I wrote a letter to a senior clergyman at the beginning of November last year, in which I shared some very personal thoughts about my own situation and also asked a couple of very pertinent questions. So far I have not had the favour of even an acknowledgement, let alone a reply, from someone I should have thought would be bound to feel some pastoral responsibility for me.
So this something of a painful place from which to write; as I visit those feelings, however, I am also aware of the times when I myself have not responded as I could or should have done to the pastoral calls others have made on me. The reason why was not that I couldn't be bothered or that I lacked interest in the wellbeing of the person asking for my help - more to do with feeling overloaded, or mismanaging priorities, or simply overlooking or misunderstanding what was being asked of me.
So, being able to see the situation from both sides, I do understand how it is that things don't get done that perhaps should get done. I can see that for the hard-pressed recipient of lots of requests for help, advice, direction and pastoral support, each individual delay or failure to respond to a first request is (a) explicable and even allowable, and (b) doesn't necessarily feel all that important in the cosmic scheme of things.

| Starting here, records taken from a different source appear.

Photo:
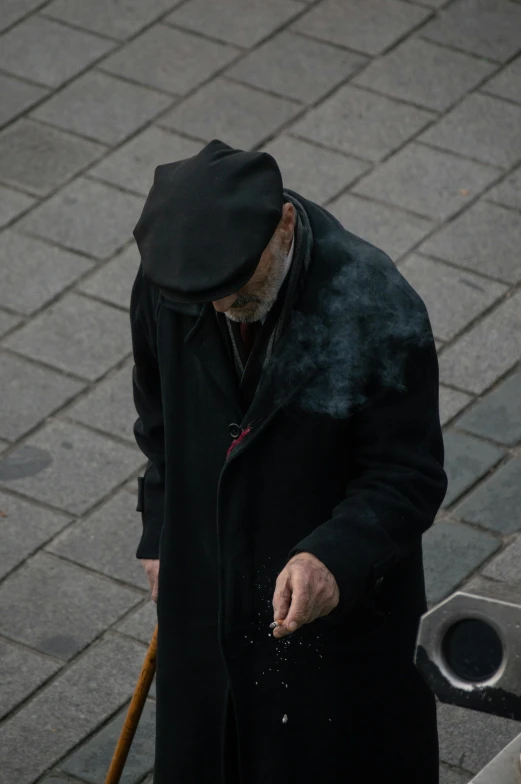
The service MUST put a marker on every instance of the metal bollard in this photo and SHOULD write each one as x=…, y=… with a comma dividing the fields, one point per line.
x=469, y=651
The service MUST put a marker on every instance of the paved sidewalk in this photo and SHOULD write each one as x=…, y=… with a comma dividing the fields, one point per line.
x=404, y=119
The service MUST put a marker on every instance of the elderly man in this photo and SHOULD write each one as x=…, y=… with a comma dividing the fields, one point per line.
x=286, y=384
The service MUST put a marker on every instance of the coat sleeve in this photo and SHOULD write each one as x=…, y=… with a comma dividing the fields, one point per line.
x=397, y=485
x=149, y=427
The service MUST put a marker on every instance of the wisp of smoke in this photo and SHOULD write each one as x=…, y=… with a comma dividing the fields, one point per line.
x=367, y=320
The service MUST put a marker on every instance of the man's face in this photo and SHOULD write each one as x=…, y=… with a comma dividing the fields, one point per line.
x=254, y=300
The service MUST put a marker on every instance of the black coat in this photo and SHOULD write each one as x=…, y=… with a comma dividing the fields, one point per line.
x=344, y=460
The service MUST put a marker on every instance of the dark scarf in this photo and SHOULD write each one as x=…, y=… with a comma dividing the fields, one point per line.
x=249, y=371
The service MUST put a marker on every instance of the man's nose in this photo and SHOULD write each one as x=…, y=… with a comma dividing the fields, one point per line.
x=224, y=304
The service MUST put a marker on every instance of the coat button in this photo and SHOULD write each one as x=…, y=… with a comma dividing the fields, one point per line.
x=234, y=430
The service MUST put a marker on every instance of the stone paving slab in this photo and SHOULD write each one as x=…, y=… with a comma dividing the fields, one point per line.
x=24, y=528
x=469, y=739
x=68, y=467
x=507, y=83
x=7, y=322
x=430, y=182
x=103, y=107
x=38, y=158
x=48, y=53
x=109, y=406
x=232, y=111
x=169, y=60
x=29, y=394
x=132, y=165
x=17, y=96
x=91, y=761
x=77, y=335
x=64, y=712
x=482, y=127
x=22, y=672
x=485, y=239
x=370, y=27
x=362, y=123
x=106, y=541
x=508, y=192
x=296, y=67
x=41, y=272
x=425, y=74
x=467, y=459
x=453, y=297
x=497, y=416
x=490, y=349
x=14, y=10
x=451, y=403
x=12, y=203
x=140, y=623
x=395, y=231
x=496, y=503
x=330, y=173
x=109, y=17
x=489, y=28
x=112, y=217
x=506, y=567
x=240, y=22
x=58, y=608
x=452, y=551
x=113, y=282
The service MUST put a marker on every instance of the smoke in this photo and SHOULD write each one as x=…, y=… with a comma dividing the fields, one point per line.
x=363, y=325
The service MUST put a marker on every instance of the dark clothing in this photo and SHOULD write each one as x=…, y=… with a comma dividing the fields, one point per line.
x=340, y=455
x=207, y=220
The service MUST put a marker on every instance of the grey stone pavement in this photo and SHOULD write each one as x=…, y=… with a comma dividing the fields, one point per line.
x=404, y=119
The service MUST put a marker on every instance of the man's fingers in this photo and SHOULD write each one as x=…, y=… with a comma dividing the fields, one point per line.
x=299, y=609
x=281, y=597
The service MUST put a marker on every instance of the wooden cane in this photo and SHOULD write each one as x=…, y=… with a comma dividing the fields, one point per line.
x=134, y=712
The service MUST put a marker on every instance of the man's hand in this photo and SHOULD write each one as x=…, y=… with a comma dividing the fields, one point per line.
x=152, y=570
x=305, y=590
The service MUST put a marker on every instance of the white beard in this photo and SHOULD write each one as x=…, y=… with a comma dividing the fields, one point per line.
x=254, y=307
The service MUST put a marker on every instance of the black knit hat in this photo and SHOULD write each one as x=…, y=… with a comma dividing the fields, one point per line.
x=207, y=220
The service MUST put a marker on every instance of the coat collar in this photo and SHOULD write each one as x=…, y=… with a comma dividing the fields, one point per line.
x=205, y=340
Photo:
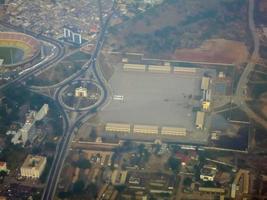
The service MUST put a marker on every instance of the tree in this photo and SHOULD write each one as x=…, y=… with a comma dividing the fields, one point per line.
x=187, y=182
x=174, y=164
x=92, y=190
x=64, y=195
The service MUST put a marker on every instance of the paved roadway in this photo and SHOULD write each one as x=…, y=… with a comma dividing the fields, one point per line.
x=58, y=53
x=71, y=127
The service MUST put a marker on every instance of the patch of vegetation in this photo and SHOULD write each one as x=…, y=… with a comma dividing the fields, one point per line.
x=195, y=22
x=82, y=163
x=174, y=164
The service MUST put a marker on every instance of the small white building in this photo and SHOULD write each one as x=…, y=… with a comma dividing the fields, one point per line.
x=81, y=92
x=208, y=173
x=33, y=166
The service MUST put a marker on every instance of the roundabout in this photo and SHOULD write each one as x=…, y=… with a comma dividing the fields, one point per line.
x=81, y=95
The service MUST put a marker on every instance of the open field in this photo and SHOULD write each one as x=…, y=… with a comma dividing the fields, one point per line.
x=61, y=71
x=215, y=51
x=11, y=55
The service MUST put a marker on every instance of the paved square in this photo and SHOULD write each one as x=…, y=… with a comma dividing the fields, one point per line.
x=153, y=98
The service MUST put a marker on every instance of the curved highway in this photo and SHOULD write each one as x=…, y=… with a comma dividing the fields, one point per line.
x=62, y=149
x=56, y=55
x=240, y=95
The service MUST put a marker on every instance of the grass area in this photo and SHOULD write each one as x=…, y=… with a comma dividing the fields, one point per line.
x=11, y=55
x=183, y=24
x=17, y=98
x=61, y=71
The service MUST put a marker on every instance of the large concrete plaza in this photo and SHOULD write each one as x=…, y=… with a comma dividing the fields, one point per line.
x=153, y=98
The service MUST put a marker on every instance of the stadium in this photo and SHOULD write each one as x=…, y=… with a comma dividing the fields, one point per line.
x=18, y=50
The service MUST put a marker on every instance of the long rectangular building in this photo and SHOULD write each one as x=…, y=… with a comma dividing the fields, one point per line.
x=159, y=68
x=175, y=131
x=184, y=70
x=146, y=129
x=118, y=127
x=134, y=67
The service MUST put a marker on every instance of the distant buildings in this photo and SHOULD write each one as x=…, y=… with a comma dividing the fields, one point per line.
x=118, y=177
x=200, y=120
x=240, y=184
x=27, y=133
x=72, y=34
x=3, y=167
x=208, y=173
x=81, y=92
x=33, y=166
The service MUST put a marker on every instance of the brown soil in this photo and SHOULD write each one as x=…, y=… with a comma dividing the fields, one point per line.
x=215, y=51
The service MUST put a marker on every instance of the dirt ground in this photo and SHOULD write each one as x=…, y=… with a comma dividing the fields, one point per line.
x=215, y=51
x=263, y=5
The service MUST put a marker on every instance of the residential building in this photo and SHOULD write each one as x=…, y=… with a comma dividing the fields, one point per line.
x=72, y=34
x=33, y=166
x=3, y=166
x=200, y=120
x=81, y=92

I've been on that side of the equation and I know about the pressure of demands on one's time and effort, and how many different people want a part of one (though I also know just how bad I've ended up feeling when I've realised - sometimes too late - that I've not responded as I should have to someone's need or distress!).
For the supplicant, their need for help and support may be of such importance that they feel hardly able to survive without it; and they'll have little awareness of, or concern about, the fact that their letter is only one of a thousand requests and pressures and responsibilities. My letter when I wrote it was the single most important thing going on in my life: it took a week to write, and a degree of courage to send. It's hard to accept, but I have to, that it simply has to take its place, and it may not be a very high place, in the pile of stuff on the desk, the priorities in the diary, of the person to whom I wrote.
Having said that, to begin with an acknowledgement of receipt would at least have been mildly encouraging - something that just requires an element of thoughtful organisation. Gosh, though - maybe the fact that I didn't get one means my letter didn't even reach its destination in the first place! And after all that effort, too . . . still, it's given me something to reflect on this morning!